Die Reichsbank hat heute Morgen verkündet, dass die Geldmenge „kontrolliert“ werden muss. Das bedeutet: Es wird weniger Geld geben. Nicht für die, die es brauchen. Sondern für die, die es schon haben. Die Zahlen sagen: Wenn die Geldmenge um weitere 10 Prozent schrumpft, dann wird der kleine Händler in Leipzig, der sein Geschäft mit Krediten am Laufen hält, plötzlich feststellen, dass seine Rechnungen nicht mehr bezahlt werden. Die Zahlen sagen: Die Leute werden nicht weniger kaufen, weil sie keine Lust auf Arbeit haben. Die Zahlen sagen: Sie werden weniger kaufen, weil sie kein Geld mehr haben. Und die Herren in den Anzügen? Die sitzen da und erklären, warum der Konsum „irresponsibel“ ist. Als ob Konsum ein Verbrechen wäre.

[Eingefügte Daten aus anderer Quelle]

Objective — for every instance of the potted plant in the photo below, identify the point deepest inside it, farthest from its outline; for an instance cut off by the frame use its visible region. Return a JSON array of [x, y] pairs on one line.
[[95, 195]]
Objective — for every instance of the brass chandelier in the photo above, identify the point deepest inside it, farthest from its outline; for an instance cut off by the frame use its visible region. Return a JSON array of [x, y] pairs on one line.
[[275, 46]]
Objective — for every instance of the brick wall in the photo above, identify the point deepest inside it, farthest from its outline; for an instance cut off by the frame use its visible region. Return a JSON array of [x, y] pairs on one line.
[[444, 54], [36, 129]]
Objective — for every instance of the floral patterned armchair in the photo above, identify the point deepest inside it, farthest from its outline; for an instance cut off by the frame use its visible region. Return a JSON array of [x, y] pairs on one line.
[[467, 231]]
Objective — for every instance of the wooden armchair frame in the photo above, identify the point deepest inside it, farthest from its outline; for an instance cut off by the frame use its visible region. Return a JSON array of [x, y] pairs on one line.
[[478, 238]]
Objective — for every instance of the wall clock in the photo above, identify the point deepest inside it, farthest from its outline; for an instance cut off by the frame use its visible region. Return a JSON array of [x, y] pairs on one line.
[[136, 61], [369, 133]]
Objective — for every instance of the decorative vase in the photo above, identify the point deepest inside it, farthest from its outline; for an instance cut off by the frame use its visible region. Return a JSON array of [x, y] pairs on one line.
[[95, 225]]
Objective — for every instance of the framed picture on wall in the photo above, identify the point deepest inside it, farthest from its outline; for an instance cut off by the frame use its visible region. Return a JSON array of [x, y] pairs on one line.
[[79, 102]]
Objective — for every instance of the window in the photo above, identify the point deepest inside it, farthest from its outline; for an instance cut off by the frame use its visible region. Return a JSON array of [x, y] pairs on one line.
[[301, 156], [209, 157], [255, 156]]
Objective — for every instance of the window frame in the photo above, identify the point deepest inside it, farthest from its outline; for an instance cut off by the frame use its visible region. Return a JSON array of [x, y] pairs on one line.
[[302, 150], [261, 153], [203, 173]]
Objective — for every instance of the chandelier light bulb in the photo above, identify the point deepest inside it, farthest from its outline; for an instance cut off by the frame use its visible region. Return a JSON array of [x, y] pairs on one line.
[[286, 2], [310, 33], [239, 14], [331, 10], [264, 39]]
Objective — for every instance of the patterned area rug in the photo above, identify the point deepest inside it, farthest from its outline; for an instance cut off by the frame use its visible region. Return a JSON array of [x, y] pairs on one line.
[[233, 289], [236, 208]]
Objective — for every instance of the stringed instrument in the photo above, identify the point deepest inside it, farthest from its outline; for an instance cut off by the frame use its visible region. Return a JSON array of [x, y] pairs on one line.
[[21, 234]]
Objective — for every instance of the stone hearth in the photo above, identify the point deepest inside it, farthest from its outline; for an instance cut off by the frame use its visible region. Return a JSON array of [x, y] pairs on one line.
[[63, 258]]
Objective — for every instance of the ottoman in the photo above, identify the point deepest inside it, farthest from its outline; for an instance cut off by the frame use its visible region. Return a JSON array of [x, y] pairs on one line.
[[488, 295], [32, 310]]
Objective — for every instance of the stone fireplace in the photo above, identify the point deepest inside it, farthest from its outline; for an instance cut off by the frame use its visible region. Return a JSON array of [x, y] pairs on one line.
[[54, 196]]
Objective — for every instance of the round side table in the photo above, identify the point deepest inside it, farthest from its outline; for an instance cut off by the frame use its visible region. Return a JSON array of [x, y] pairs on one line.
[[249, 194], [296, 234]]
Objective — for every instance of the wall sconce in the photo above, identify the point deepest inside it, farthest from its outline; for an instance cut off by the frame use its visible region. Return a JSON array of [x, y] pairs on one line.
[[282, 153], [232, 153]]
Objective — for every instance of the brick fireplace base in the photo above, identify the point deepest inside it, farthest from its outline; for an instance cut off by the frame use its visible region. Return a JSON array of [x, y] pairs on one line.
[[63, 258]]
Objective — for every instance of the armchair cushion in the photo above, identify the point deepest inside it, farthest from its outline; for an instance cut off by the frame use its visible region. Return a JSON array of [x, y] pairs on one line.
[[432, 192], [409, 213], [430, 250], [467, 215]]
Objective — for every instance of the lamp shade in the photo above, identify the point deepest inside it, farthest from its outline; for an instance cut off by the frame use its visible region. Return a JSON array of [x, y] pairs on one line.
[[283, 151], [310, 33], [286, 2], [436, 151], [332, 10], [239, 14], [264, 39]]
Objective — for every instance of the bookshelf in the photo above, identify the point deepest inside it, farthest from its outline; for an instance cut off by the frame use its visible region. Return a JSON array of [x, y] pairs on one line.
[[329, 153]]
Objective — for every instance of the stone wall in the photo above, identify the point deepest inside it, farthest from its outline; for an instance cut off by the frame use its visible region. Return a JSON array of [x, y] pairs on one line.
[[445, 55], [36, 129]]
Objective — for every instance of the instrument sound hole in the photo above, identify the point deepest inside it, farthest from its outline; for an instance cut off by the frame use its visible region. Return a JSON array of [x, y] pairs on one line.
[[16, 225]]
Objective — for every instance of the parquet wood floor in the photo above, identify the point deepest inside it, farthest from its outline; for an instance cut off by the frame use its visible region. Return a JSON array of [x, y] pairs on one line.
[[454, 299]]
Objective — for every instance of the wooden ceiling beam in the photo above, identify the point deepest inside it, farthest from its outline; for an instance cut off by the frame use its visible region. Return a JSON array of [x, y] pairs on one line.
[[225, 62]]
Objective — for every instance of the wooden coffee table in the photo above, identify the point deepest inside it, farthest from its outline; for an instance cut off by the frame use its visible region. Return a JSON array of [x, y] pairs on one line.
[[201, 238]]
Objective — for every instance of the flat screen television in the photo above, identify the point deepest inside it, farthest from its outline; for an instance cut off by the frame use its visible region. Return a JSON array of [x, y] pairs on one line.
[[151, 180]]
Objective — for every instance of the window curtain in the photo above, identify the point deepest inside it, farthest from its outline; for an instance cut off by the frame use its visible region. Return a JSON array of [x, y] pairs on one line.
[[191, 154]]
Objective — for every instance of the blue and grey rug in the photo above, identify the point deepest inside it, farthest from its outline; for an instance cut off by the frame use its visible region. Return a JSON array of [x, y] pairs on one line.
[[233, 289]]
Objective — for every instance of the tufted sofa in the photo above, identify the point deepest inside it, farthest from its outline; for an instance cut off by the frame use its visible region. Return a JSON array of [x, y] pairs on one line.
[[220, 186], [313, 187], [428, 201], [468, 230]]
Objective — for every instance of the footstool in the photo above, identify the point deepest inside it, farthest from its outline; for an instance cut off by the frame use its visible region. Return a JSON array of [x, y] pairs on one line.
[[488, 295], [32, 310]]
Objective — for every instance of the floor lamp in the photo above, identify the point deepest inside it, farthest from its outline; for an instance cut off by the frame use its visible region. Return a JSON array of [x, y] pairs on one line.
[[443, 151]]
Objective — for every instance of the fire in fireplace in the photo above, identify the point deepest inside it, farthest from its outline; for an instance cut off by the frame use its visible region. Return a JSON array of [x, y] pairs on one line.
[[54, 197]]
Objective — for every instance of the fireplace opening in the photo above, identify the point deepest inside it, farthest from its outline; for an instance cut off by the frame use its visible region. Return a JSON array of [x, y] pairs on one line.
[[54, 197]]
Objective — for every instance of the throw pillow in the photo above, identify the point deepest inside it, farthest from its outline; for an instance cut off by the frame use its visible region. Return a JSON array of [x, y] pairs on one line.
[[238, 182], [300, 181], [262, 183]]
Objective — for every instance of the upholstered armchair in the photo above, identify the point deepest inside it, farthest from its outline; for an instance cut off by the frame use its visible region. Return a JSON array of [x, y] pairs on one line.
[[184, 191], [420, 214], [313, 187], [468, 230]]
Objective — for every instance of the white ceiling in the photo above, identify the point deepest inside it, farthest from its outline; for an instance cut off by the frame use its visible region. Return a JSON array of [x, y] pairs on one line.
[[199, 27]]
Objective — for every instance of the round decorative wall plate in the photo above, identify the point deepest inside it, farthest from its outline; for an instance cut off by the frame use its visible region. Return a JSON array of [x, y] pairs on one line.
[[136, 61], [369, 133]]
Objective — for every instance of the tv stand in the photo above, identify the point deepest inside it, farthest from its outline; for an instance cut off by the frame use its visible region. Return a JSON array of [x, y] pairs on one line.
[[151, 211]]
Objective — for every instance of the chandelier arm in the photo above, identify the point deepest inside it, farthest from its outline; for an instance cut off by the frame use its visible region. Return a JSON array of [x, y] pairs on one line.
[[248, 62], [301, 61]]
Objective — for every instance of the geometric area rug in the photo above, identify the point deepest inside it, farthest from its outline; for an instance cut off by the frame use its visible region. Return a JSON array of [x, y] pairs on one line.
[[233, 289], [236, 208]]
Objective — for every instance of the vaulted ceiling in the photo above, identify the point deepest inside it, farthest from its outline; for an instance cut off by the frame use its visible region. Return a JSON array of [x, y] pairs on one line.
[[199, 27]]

Ich habe in den Büchern der Handelskammer gesessen. Ich habe gesehen, wie die Zahlen die Wahrheit ersticken. Ich habe gehört, wie die Männer in den Anzügen von „Strukturwandel“ und „langfristigen Perspektiven“ gefaselt haben, während die Fabriken stillstanden und die Leute hungerten. Ich habe gewusst, was kommt. Nicht, weil ich Hellseher bin. Sondern weil ich die Zahlen verstehe. Und die Zahlen lügen nicht. Sie lügen nur langsam. Und wenn sie endlich anfangen zu schreien, dann ist es zu spät für die, die sie nicht hören wollen.
Rauche deine Pfeife, wenn du das liest. Und denk daran: Die Herren in den Anzügen haben immer eine neue Erklärung für den Gürtel, den du enger schnallen sollst. Aber sie haben nie eine für die Löhne, die du nicht mehr verdienst.